Tuesday, October 5, 2010

Q: What's the difference between beer and "hard liquor"?

A: "Beer drinking accounts for most of the hazardous alcohol consumption reported in the United States"

(see Rogers and Greenfield, Journal of Research on Alcohol, 1999)

And the hazardous consumption attributable to beer is greater than beer's share of all alcohol consumed in the U.S.

The Big Beer interests funding the NO on 1100 campaign are trying to convince us that allowing 3,000 grocery stores currently licensed to sell beer to also sell Scotch would somehow be far more dangerous to public safety than the status quo of selling beer in the 5,000+ outlets that currently sell beer. Their explanation is that beer and "hard liquor" are "different".

Well, yes they are. As the aforementioned research (and other research) has found, beer accounts for more problem drinking and public health and safety problems than wine and liquor put together. Of course, the alcohol in beer is the same substance as the alcohol in Chivas Regal. But for whatever reasons of attitudes and behaviors regarding alcoholic beverages, beer is the drink of choice for underage and dangerous drinkers. The research stops short of proving a causal relationship, but experts believe reckless beer consumption is likely encouraged by a widespread misperception that beer is a "safer" form of alcohol. And that's precisely the misperception that the Beer Industry is exploiting and encouraging in this campaign.

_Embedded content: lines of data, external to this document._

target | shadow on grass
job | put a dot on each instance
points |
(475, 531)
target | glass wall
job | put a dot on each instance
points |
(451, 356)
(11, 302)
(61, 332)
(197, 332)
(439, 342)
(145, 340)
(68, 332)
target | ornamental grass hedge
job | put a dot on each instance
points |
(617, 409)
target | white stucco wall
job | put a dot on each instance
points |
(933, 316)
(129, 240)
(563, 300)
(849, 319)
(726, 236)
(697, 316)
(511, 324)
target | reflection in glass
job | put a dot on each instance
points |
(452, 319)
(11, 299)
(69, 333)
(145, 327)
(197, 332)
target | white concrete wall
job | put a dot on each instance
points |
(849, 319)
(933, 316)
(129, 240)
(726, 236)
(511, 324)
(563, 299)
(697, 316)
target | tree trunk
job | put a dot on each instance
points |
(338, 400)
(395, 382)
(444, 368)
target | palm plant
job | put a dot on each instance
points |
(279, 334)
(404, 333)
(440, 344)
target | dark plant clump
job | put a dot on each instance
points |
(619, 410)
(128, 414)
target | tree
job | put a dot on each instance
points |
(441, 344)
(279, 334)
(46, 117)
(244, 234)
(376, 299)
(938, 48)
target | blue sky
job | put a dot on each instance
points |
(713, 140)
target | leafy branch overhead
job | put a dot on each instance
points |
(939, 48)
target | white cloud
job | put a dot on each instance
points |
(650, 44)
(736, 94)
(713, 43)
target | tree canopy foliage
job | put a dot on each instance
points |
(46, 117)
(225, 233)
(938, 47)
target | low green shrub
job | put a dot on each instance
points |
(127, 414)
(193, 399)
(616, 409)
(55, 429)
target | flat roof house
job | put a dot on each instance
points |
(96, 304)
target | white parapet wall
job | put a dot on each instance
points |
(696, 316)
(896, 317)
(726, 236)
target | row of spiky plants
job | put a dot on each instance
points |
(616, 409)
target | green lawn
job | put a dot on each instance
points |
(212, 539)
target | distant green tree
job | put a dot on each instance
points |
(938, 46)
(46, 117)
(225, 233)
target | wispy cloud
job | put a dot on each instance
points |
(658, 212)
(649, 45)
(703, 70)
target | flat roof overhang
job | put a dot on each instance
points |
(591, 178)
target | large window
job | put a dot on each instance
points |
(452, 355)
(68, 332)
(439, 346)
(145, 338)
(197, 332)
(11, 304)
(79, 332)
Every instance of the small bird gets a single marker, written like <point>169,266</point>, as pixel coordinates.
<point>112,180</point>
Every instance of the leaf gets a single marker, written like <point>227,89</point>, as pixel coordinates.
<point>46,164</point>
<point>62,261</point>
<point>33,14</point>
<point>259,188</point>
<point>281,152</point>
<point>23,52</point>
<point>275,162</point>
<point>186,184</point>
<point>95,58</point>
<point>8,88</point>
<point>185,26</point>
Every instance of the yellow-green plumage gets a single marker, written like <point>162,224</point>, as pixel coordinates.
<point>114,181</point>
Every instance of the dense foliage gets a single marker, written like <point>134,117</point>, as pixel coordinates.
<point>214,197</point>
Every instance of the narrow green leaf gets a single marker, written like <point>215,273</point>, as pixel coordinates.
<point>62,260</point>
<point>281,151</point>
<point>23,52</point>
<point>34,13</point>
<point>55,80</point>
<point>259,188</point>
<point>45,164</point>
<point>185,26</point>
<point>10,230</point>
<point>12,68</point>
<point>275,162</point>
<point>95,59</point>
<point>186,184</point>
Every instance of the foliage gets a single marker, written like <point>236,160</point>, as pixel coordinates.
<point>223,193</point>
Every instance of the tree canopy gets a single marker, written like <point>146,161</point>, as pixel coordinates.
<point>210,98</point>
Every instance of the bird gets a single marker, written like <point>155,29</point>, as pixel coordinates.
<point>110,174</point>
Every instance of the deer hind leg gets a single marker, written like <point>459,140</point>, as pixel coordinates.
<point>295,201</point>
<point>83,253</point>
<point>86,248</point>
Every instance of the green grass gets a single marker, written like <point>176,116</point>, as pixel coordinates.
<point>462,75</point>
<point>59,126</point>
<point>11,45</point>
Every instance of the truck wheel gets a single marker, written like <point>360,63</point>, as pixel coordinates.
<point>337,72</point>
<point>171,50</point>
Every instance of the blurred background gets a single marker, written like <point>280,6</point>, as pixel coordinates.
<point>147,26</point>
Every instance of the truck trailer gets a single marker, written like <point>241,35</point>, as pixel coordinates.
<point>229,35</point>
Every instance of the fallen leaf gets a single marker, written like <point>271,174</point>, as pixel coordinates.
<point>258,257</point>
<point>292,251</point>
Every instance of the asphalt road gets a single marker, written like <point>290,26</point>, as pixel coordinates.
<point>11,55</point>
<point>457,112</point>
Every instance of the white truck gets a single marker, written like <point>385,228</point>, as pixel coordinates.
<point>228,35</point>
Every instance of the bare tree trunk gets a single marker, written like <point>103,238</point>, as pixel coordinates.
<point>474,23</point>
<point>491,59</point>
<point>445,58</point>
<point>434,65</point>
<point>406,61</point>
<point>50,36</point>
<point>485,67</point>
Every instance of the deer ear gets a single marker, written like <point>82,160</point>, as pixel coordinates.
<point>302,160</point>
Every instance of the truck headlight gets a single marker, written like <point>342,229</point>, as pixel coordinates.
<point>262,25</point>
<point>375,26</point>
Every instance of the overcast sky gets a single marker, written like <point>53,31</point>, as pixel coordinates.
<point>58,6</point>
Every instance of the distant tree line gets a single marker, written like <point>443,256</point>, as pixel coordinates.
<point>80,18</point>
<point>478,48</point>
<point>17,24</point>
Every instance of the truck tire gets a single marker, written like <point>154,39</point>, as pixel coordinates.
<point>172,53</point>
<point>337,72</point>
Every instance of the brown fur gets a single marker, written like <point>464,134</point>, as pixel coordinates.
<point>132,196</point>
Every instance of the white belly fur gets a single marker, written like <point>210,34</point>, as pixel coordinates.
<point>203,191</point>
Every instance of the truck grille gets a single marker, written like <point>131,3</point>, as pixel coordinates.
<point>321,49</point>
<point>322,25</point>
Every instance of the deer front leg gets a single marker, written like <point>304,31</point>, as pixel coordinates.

Meanwhile, the "Protect Our Communities" campaign has been completely unable to produce a shred of evidence-based research to support their scaremongering that expanding the mix of alcoholic beverages at licensed grocery stores could plausibly lead to any increase on public health and safety problems. This should confirm that the "Protect Our Communities" campaign scaremongering about liquor in grocery stores has absolutely nothing to do with actually protecting anybody's communities. It is solely about protecting one group of vendors from competition and consumer choice.

Nine-hundred and thirty-five thousand dollars of beer on the wall: Many more barrels of out-of-state beer money flows into Washington to "Protect Our Communities"

According to Monday's PDC filings, the "Protect Our Communities Beer Sales" coalition deposited another $935,625 since last week's report, bringing the total cash + in-kind raised to more than $7.1 million.

The latest report alone includes $25,000 from Allied Beverage in Sylmar, California, $10,000 from the Budweiser distributor in Newark, OH, a total of $19,000 from 8 beer distributors in Kentucky, and a total of $85,000 from the state beer wholesalers associations in Arkansas, Colorado, Florida, Georgia, Maryland, Maine, Missouri, South Carolina, Tennessee and West Virginia.

I hope my readers are as touched as I am that this diverse nationwide coalition of beer distributors are so committed to protecting our communities!

To date, 64% of the funding for the "Protect Our Communities Abnormal Profits From Voters in Our Home States Getting Any Ideas in Their Heads About Taking Away the Anti-competitive Trade Restraints That the Beer Industry Uniquely Enjoys Here Too" campaign comes from outside the state of Washington. Most of it's beer money, some is from the Teamsters and UFCW. 26% comes from the Washington Beer and Wine Wholesalers' Assn. PAC. The remaining 10% comes from other Washington state donors, mostly liquor store employee unions, contract liquor store managers and liquor store landlords.